The proceeds received from the sale of equity classified warrants and shares of common stock in a bundled transaction are allocated based on the relative fair values of warrants and shares with no changes in fair value of warrants recognized after the issuance date. For liability classified warrants, the stand-alone fair value of the warrants are classified as debt issuance costs that directly reduce the outstanding debt on the consolidated balance sheet upon funding. Warrants issued prior to the date of funding are accounted for as a deferred financing asset within "Prepaid expenses and other current assets" on the consolidated balance sheet and will be reclassified to debt issuance costs on the date of funding. The change in fair value of warrants each balance sheet date are recognized in the consolidated statements of operations and comprehensive loss after the issuance date.

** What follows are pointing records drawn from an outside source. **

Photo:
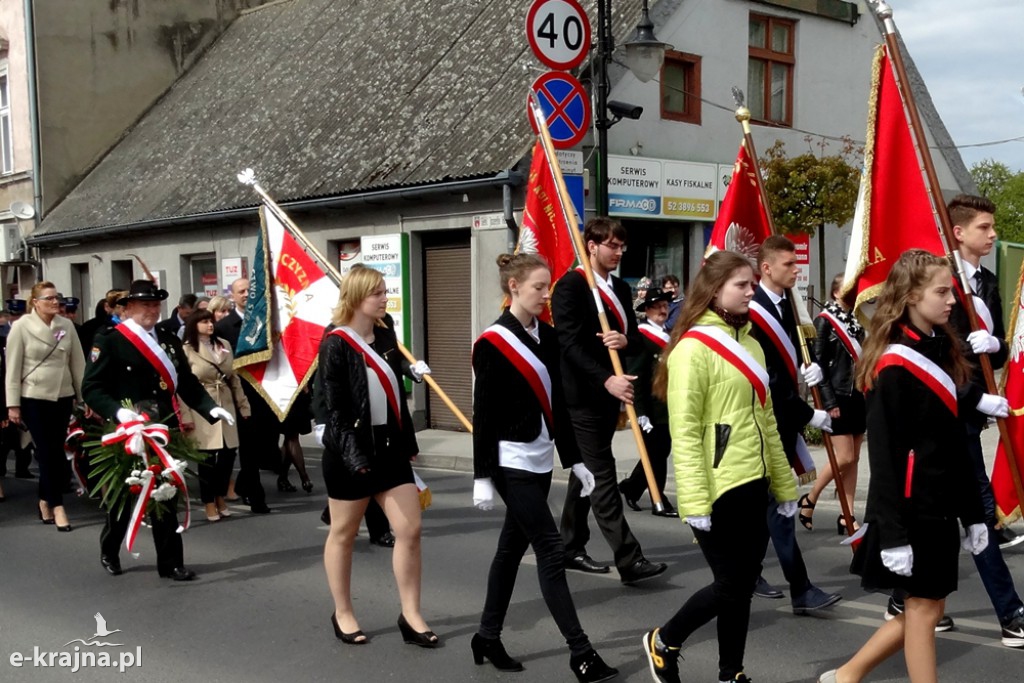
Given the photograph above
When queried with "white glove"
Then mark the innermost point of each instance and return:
(702, 522)
(220, 414)
(822, 421)
(418, 370)
(982, 342)
(812, 374)
(899, 560)
(586, 478)
(993, 404)
(126, 415)
(483, 495)
(787, 509)
(975, 539)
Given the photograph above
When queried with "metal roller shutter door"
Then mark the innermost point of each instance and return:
(450, 335)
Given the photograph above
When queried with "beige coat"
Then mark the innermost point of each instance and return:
(35, 372)
(219, 434)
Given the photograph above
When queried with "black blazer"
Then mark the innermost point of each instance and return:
(348, 433)
(585, 360)
(836, 361)
(904, 415)
(989, 293)
(792, 412)
(505, 408)
(228, 329)
(119, 371)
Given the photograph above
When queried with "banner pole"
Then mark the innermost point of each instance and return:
(336, 276)
(584, 258)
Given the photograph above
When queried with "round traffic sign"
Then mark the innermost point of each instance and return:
(558, 32)
(565, 105)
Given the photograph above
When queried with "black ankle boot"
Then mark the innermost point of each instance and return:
(492, 648)
(590, 668)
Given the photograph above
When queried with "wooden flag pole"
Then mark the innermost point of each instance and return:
(885, 12)
(584, 258)
(743, 117)
(248, 179)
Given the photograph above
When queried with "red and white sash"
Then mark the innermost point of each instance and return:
(654, 333)
(610, 300)
(732, 351)
(773, 329)
(151, 350)
(375, 363)
(532, 370)
(849, 341)
(930, 374)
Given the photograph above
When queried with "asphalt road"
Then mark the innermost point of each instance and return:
(260, 609)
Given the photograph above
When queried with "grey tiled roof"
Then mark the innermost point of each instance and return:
(326, 97)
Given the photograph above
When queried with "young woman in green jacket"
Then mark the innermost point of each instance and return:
(727, 456)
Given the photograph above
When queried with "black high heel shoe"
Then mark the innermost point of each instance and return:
(425, 639)
(492, 648)
(805, 504)
(841, 525)
(347, 638)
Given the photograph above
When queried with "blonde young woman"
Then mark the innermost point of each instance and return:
(369, 443)
(211, 361)
(45, 365)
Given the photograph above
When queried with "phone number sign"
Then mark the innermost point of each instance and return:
(662, 188)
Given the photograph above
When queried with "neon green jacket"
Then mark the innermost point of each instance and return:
(722, 437)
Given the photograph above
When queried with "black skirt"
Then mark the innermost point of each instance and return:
(389, 468)
(852, 418)
(936, 552)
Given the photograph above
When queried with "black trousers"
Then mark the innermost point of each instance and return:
(170, 550)
(47, 422)
(594, 430)
(733, 548)
(257, 435)
(215, 474)
(658, 444)
(528, 522)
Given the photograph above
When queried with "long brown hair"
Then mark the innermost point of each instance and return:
(717, 270)
(909, 275)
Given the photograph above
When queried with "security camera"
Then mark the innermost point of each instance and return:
(625, 110)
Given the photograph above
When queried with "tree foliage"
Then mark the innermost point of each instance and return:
(1006, 188)
(811, 190)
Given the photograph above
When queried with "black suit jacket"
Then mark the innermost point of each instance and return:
(792, 412)
(120, 372)
(229, 328)
(989, 293)
(586, 365)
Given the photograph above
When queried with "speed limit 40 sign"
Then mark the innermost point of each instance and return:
(559, 33)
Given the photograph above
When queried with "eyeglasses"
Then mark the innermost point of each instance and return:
(614, 246)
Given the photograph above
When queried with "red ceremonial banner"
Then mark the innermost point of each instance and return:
(894, 211)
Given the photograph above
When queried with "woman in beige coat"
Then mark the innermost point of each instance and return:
(211, 358)
(45, 365)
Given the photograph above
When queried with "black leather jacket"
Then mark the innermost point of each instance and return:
(836, 361)
(348, 433)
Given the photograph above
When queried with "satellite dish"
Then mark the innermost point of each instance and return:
(23, 211)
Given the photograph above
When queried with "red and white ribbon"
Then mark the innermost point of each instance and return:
(138, 437)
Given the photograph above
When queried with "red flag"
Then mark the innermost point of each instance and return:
(742, 222)
(1007, 506)
(894, 211)
(545, 230)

Recently Adopted Significant Accounting Policies

Refer to Note 2, "Summary of Significant Accounting Policies," in the accompanying notes to our consolidated financial statements for the nine months ended September 30, 2025 and 2024 appearing elsewhere in this Quarterly Report on Form 10-Q for a discussion of recently issued accounting standards.

Off-Balance Sheet Arrangements

During the periods presented, we did not have, nor do we currently have, any off-balance sheet arrangements as defined under SEC rules.

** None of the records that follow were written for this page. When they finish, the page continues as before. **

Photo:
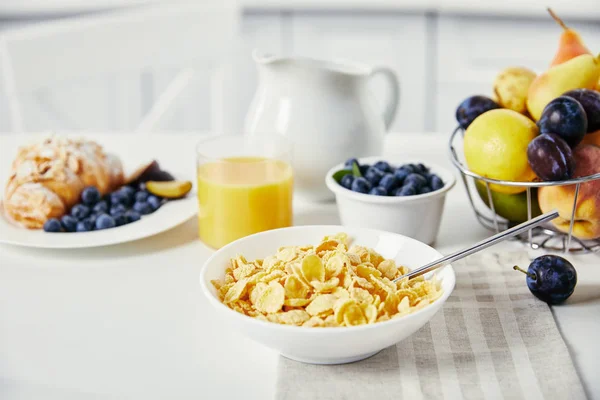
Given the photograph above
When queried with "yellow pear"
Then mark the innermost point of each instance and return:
(570, 45)
(511, 87)
(581, 72)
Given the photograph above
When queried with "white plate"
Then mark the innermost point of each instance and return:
(170, 215)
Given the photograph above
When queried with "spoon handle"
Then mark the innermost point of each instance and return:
(450, 258)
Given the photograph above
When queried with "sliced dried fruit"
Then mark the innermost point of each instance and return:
(321, 304)
(326, 286)
(237, 291)
(295, 288)
(271, 300)
(149, 172)
(370, 312)
(388, 269)
(169, 189)
(312, 268)
(354, 316)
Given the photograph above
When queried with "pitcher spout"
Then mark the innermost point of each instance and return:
(341, 67)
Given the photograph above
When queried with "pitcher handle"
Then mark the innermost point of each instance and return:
(389, 113)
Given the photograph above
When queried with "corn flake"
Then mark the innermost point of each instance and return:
(326, 285)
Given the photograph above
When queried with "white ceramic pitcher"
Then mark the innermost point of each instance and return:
(326, 110)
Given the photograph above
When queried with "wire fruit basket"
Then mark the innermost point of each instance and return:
(545, 237)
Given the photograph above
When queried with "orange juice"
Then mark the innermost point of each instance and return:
(241, 196)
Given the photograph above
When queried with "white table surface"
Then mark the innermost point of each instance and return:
(129, 321)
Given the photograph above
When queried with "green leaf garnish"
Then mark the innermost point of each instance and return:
(340, 174)
(356, 170)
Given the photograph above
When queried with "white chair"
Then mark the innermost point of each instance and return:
(196, 39)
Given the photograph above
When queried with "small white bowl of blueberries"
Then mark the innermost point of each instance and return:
(403, 197)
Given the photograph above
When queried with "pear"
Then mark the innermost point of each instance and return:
(511, 87)
(581, 72)
(570, 44)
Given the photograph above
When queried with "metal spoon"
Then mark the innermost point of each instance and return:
(450, 258)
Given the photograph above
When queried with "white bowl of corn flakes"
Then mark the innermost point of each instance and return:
(324, 297)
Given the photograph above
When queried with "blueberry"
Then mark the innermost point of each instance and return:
(119, 197)
(69, 223)
(406, 190)
(105, 221)
(383, 166)
(52, 225)
(350, 161)
(416, 179)
(346, 181)
(374, 175)
(101, 207)
(141, 196)
(389, 182)
(132, 216)
(117, 209)
(92, 218)
(361, 185)
(154, 202)
(129, 191)
(436, 182)
(409, 167)
(121, 219)
(84, 225)
(401, 174)
(80, 211)
(424, 189)
(551, 278)
(90, 196)
(422, 169)
(378, 191)
(142, 208)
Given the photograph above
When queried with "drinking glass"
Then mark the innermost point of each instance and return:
(245, 186)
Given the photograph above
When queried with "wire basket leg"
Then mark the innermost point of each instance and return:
(529, 232)
(568, 246)
(487, 186)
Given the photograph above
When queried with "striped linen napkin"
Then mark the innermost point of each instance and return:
(491, 340)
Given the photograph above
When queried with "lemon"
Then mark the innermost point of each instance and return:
(495, 146)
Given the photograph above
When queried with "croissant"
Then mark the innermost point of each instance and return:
(47, 178)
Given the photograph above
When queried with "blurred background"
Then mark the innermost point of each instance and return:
(119, 65)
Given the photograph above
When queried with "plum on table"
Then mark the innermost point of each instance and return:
(550, 278)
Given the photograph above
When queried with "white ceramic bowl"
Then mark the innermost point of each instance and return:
(325, 345)
(416, 216)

Emerging Growth Company ("EGC") Status

As an EGC under the JOBS Act, we may delay the adoption of certain accounting standards until such time as those standards apply to private companies. We have elected to use this extended transition period for complying with new or revised accounting standards that have different effective dates for public and private companies until the earlier of the date we (1) are no longer an emerging growth company or (2) affirmatively and irrevocably opt out of the extended transition period provided in the JOBS Act. As a result, our consolidated financial statements may not be comparable to companies that comply with new or revised accounting pronouncements as of public company effective dates.

Other exemptions and reduced reporting requirements under the JOBS Act for EGCs include presentation of only two years of audited financial statements in a registration statement for an IPO and in an Annual Report on Form 10-K, an exemption from the requirement to provide an auditor's report on internal controls over financial reporting pursuant to Section 404(b) of the Sarbanes-Oxley Act, an exemption from any requirement that may be adopted by the Public Company Accounting Oversight Board ("PCAOB") regarding mandatory audit firm rotation, and less extensive disclosure about our executive compensation arrangements.

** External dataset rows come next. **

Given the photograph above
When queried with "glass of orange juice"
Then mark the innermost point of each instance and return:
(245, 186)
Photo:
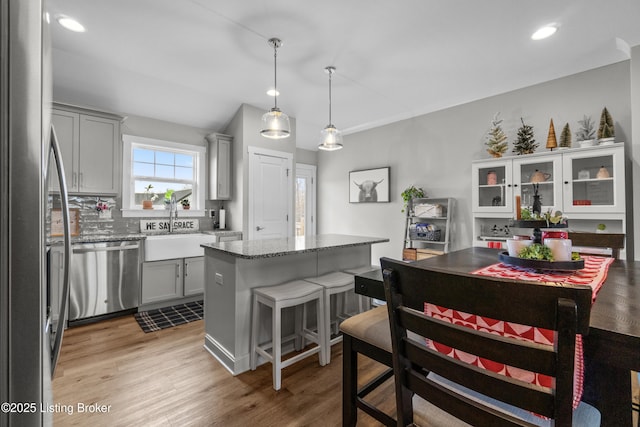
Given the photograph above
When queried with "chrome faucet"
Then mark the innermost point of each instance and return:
(173, 211)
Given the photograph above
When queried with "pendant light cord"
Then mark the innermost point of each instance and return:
(275, 75)
(330, 74)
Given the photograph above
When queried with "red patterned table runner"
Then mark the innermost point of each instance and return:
(593, 274)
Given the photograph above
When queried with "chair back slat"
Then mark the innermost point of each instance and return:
(558, 308)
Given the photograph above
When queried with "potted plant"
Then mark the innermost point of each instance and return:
(147, 203)
(606, 130)
(411, 193)
(586, 133)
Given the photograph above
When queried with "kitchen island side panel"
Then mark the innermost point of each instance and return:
(228, 305)
(219, 306)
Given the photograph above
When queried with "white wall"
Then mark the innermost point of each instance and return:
(435, 151)
(158, 129)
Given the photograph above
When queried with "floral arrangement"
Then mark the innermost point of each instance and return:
(411, 193)
(102, 206)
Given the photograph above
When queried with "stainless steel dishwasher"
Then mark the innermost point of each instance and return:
(105, 279)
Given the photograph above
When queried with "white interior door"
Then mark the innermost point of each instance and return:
(305, 207)
(270, 194)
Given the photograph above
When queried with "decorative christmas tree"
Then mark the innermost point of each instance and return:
(496, 138)
(606, 129)
(552, 142)
(525, 144)
(565, 137)
(586, 132)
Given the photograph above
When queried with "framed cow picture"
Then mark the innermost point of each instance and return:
(369, 186)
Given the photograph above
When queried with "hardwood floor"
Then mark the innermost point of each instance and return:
(167, 378)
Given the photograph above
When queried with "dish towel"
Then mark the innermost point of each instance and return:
(593, 274)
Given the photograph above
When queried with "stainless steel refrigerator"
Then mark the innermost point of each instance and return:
(29, 332)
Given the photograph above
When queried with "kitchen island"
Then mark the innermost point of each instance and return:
(232, 269)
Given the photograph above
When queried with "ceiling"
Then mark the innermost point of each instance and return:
(194, 62)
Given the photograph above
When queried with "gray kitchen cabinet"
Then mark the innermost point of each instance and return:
(193, 276)
(161, 280)
(90, 145)
(220, 158)
(172, 279)
(56, 280)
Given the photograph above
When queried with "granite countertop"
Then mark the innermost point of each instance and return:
(93, 238)
(279, 247)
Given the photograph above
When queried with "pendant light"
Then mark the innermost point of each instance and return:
(275, 124)
(330, 137)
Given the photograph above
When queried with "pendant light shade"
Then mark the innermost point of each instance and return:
(330, 136)
(275, 123)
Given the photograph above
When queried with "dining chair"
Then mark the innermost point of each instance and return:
(494, 391)
(609, 241)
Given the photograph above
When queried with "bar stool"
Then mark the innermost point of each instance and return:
(364, 303)
(336, 283)
(291, 294)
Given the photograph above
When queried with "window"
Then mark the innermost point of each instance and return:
(155, 169)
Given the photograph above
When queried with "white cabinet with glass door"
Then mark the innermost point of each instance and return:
(594, 180)
(543, 173)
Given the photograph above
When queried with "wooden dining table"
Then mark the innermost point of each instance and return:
(612, 347)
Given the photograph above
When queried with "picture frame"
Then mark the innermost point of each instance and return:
(369, 186)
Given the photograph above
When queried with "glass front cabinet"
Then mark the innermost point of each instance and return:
(594, 181)
(492, 186)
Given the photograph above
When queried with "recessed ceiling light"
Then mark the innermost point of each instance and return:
(544, 32)
(70, 24)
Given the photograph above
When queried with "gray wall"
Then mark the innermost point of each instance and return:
(635, 146)
(435, 151)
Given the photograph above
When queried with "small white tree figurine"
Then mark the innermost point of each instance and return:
(496, 138)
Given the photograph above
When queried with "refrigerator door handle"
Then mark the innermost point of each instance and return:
(55, 147)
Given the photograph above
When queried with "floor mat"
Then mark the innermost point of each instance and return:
(167, 317)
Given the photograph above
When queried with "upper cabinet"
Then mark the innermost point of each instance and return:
(90, 145)
(492, 183)
(219, 166)
(574, 181)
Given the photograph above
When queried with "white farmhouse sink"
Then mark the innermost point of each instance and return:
(170, 246)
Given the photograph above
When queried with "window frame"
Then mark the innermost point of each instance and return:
(129, 208)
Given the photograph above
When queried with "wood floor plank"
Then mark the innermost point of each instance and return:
(167, 378)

We may remain classified as an EGC until December 31, 2026, although if the market value of our common stock that is held by non-affiliates exceeds $700 million as of June 30 of any year before that time, or if we have annual gross revenues of $1.235 billion or more in any fiscal year, we would cease to be an EGC as of December 31 of the applicable year. We also would cease to be an EGC if we issue more than $1.0 billion of non-convertible debt over a three-year period.